Wednesday, February 07, 2018

Analytic Reductionism

Recently, I have been reading up on Derek Parfit’s “triviality objection to naturalist reductionism.” Desirism reduces true value claims to claims about natural properties, so it is a proper target for Parfit’s objection.

Desirism hold that true value claims describe relationships between states of affairs and desires.

However, it DOES NOT hold that this is true by definition. It does not say that the very meaning of the word “good” is to be understood as “stands in such-and-such a relationship to desires”. The meaning of “good”is broader than this.
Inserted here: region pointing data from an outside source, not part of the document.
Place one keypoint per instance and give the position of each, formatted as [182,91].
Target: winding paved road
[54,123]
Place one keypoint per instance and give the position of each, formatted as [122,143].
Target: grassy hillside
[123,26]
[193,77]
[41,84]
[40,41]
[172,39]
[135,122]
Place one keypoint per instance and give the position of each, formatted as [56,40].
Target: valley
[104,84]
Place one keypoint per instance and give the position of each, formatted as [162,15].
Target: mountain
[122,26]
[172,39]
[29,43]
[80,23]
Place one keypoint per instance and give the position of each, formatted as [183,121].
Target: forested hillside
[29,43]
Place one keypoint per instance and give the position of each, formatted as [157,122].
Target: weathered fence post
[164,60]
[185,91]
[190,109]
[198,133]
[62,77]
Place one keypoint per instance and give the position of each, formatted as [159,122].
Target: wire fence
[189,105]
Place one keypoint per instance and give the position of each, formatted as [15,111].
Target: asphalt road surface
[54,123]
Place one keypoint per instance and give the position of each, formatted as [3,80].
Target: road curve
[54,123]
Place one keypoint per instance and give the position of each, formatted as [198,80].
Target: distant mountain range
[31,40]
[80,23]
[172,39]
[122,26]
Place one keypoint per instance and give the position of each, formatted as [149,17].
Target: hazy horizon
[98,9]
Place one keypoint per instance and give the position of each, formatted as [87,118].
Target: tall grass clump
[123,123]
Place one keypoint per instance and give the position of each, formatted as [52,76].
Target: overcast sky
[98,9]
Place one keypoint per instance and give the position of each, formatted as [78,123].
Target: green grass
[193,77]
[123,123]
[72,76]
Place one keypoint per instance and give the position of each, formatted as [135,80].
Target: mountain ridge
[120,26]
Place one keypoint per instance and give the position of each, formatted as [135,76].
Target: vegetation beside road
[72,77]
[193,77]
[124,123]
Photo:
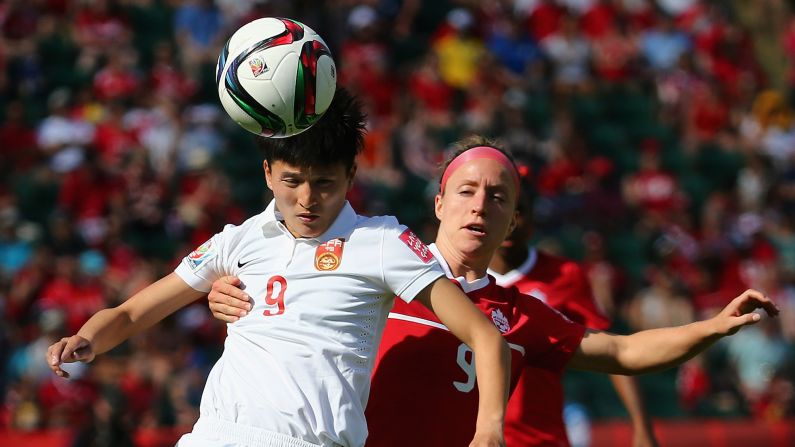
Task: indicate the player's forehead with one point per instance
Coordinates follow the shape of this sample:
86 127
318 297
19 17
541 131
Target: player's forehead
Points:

However, an attribution of goodness is never true unless such a relationship e it’s.

When it comes to the meaning of value terms, they all assert that there is one or more reasons to realize or preserve a state of affairs (in the case of goodness) or to prevent or end a state of affairs (in the case if badness).
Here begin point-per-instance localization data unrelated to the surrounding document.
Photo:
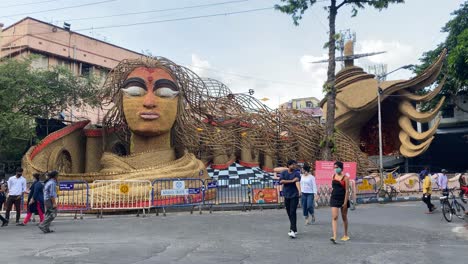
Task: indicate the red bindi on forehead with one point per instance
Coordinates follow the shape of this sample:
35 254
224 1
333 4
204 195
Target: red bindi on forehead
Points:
150 74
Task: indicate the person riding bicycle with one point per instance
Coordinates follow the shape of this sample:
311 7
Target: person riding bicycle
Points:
427 191
442 181
463 180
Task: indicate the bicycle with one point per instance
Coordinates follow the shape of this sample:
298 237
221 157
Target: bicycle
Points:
451 208
388 192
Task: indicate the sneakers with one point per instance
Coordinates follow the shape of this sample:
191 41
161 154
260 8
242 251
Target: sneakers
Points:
292 234
345 238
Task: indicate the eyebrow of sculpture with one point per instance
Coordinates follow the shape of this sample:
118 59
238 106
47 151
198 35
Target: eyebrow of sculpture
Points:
135 80
165 83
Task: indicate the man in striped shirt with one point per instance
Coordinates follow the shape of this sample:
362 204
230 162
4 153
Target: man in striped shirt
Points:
50 201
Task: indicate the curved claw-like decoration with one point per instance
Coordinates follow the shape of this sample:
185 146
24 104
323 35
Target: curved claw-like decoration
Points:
405 124
406 142
412 153
422 98
407 109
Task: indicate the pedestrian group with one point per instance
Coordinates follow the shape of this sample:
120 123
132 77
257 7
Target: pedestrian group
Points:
41 199
303 186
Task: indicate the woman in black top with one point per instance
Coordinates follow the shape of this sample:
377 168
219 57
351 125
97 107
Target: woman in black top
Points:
339 200
2 201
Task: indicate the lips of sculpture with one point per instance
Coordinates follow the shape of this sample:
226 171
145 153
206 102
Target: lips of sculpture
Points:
150 115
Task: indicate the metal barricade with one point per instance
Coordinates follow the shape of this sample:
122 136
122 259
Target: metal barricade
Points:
73 196
266 192
323 195
226 195
185 192
121 195
366 187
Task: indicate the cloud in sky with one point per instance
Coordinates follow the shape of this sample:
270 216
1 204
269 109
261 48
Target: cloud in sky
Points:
277 91
397 54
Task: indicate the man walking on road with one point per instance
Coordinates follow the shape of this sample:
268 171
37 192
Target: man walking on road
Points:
16 189
50 196
288 179
442 181
427 191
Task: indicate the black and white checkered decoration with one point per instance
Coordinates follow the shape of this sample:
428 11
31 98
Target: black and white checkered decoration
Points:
236 175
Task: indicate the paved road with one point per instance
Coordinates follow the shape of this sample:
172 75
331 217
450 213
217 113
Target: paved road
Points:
392 233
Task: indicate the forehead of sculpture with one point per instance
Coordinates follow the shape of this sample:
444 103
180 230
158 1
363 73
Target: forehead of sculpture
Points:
150 74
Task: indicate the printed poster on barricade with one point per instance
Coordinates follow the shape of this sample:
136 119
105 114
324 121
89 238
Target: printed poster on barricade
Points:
324 171
263 196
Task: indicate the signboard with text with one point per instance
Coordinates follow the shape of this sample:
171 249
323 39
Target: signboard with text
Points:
324 171
269 195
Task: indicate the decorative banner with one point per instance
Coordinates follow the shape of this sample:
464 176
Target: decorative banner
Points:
324 171
262 196
66 186
124 188
390 179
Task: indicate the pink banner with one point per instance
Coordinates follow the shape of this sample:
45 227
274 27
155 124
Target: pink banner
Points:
324 171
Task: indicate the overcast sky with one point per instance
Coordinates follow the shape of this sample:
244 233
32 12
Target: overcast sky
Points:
260 50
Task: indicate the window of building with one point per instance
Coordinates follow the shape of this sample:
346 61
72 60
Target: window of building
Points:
448 112
85 69
63 63
40 61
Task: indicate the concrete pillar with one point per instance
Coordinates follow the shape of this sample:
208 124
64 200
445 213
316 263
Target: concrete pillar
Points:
1 42
94 150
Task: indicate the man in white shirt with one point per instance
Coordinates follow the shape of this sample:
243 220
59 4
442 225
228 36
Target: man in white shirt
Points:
16 189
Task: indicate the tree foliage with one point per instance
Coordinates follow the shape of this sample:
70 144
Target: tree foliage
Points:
27 93
456 67
297 8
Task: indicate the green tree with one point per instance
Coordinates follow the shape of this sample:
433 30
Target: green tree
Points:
456 67
297 8
27 93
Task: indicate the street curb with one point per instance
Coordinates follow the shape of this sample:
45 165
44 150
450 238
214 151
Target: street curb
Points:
386 200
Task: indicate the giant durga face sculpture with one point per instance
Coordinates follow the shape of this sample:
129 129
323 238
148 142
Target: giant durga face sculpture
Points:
150 101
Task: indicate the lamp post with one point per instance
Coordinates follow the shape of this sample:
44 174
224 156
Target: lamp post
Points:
380 78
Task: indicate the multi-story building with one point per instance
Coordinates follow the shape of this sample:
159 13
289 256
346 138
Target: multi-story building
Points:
53 45
310 105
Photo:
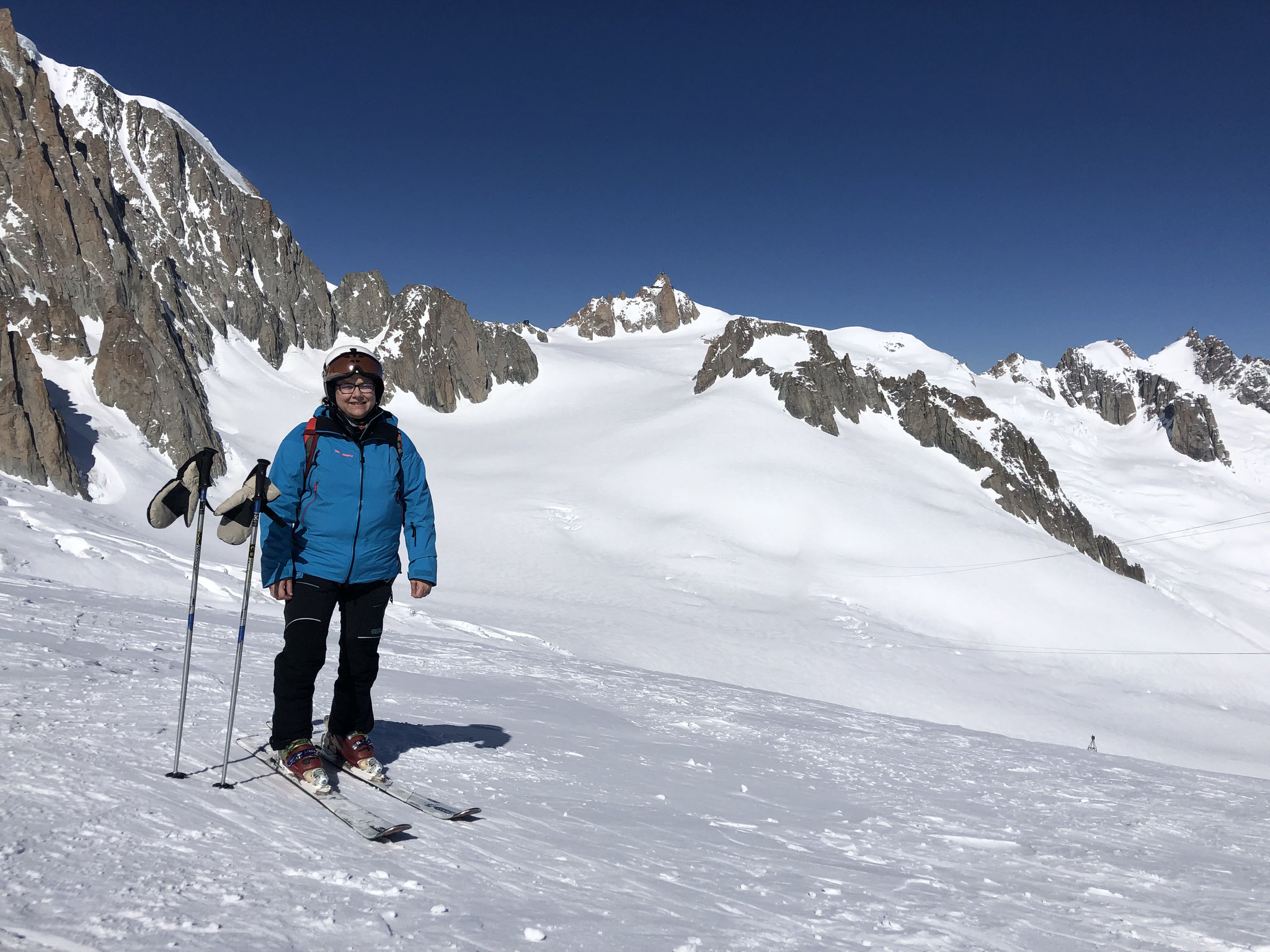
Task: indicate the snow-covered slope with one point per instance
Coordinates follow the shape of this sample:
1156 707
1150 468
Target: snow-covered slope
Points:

For example, somebody says, “You ought to do X.”

You ask, “Why?”

The answer to that question will be a reason for intentional action. What else can you possibly be asking for when you ask, “Why” but for a reason to do what somebody said you ought to do? That reason for action will either be an end-reason, or a means-reason justified in virtue of its ability to contribute to some further reason that is an end. Ultimately, the answer to every “Why?” question regarding what one ought to do is an end-reason for intentional action.
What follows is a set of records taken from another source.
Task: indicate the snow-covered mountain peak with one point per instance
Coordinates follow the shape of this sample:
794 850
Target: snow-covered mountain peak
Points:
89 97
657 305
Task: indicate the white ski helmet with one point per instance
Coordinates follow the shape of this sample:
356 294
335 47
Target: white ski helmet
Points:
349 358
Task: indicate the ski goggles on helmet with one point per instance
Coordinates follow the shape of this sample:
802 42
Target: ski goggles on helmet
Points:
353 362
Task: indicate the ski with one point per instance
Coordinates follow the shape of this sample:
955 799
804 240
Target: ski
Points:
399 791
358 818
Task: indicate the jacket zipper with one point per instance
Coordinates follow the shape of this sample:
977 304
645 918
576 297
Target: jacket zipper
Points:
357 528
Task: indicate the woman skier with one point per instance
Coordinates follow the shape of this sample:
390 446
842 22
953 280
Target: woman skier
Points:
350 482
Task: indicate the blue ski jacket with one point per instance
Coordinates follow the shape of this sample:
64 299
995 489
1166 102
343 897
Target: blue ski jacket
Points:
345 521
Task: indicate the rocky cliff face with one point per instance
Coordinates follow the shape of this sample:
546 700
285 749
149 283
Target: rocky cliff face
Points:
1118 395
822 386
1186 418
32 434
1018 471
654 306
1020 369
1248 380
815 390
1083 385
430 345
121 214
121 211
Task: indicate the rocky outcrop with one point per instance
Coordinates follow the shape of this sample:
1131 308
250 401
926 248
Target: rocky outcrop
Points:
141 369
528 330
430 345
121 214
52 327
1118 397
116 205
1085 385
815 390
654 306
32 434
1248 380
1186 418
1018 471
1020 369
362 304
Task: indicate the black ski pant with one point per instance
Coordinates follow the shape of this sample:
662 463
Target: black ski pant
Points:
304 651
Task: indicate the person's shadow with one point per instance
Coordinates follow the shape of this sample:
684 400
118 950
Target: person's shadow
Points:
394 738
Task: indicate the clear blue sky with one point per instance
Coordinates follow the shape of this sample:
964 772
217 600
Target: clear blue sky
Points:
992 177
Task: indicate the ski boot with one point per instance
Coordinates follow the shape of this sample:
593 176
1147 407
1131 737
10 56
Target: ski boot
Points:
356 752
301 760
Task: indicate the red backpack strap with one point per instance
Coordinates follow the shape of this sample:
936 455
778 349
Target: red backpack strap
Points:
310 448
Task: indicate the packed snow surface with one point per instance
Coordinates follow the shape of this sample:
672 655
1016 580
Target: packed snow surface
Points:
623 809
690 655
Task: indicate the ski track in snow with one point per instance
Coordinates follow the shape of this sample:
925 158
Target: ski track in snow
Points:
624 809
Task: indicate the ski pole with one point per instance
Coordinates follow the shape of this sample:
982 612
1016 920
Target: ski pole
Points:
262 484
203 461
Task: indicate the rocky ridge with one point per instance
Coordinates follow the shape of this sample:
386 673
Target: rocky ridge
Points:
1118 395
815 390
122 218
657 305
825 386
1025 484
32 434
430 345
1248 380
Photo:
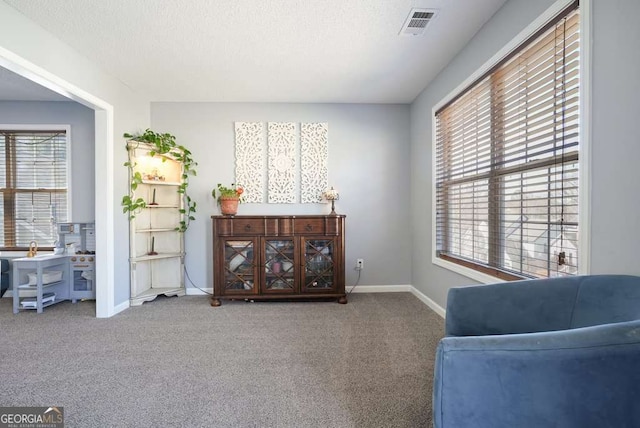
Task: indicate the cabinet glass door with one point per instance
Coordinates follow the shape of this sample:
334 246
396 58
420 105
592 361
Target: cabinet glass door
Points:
279 266
319 271
239 267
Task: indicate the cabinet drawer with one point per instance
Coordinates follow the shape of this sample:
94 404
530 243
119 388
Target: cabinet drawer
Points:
307 226
247 226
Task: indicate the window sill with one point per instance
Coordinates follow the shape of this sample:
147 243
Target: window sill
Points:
465 271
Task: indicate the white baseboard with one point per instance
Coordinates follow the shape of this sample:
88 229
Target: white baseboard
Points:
427 301
192 291
379 288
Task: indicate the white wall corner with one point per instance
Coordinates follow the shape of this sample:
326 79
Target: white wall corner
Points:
429 302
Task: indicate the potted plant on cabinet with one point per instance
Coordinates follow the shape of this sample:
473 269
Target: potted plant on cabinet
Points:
228 198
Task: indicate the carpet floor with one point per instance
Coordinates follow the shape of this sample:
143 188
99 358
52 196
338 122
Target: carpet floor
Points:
178 362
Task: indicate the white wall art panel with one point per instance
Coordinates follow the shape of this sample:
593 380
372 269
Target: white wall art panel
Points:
313 161
250 160
282 162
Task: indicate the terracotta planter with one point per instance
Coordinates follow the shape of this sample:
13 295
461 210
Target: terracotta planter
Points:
228 205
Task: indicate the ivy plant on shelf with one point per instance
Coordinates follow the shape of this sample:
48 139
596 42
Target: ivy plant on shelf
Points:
163 144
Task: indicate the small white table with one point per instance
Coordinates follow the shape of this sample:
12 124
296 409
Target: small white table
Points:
40 265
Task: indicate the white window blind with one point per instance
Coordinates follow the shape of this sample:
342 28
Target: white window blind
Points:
33 184
507 151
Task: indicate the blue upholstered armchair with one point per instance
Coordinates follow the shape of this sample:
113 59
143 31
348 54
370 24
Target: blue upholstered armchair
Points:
561 352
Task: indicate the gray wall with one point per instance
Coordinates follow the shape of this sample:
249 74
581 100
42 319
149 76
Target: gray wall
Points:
368 158
615 175
82 124
615 145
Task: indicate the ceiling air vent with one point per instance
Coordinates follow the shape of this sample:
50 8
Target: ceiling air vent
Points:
417 21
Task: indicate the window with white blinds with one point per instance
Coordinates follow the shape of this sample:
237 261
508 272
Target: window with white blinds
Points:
507 151
33 184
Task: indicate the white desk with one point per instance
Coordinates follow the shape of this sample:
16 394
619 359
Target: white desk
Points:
40 265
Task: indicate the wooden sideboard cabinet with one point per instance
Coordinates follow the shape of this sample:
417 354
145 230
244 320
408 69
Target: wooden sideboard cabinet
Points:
278 257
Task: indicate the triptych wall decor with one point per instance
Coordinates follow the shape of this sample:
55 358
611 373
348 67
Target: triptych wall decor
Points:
295 162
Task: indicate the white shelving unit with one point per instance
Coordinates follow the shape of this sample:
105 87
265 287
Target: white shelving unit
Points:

However, these terms do not require that the reasons be natural properties such as desires. These reasons may be intrinsic values, divine commands, categorical imperatives, the dictates of an impartial observer or of a committee behind a vail of ignorance. It does not tell us anything about these reasons, other than that there are reasons.

In technical terms, I reject analytic natural reductionism. This is the view that, in virtue of the meaning of value terms, those terms refer to natural properties.

In virtue of the meanings of value terms, value terms refer to end-reasons for intentional actions regardless of whether they are material or immaterial.

However, desires provide the only end-reasons that exist. Consequently, all TRUE moral claims are claims about the relationships between states of affairs and desires. If anybody says that the reason to realize, preserve, prevent, or end a state of affairs is a non-natural reason, that claim is false.

The point is, it is a mistake to interpret desirism as saying that it’s naturalistic reduction is an account of the meaning of moral terms - a type of analytic reductionism. It is not. It is a claim about which moral propositions are true.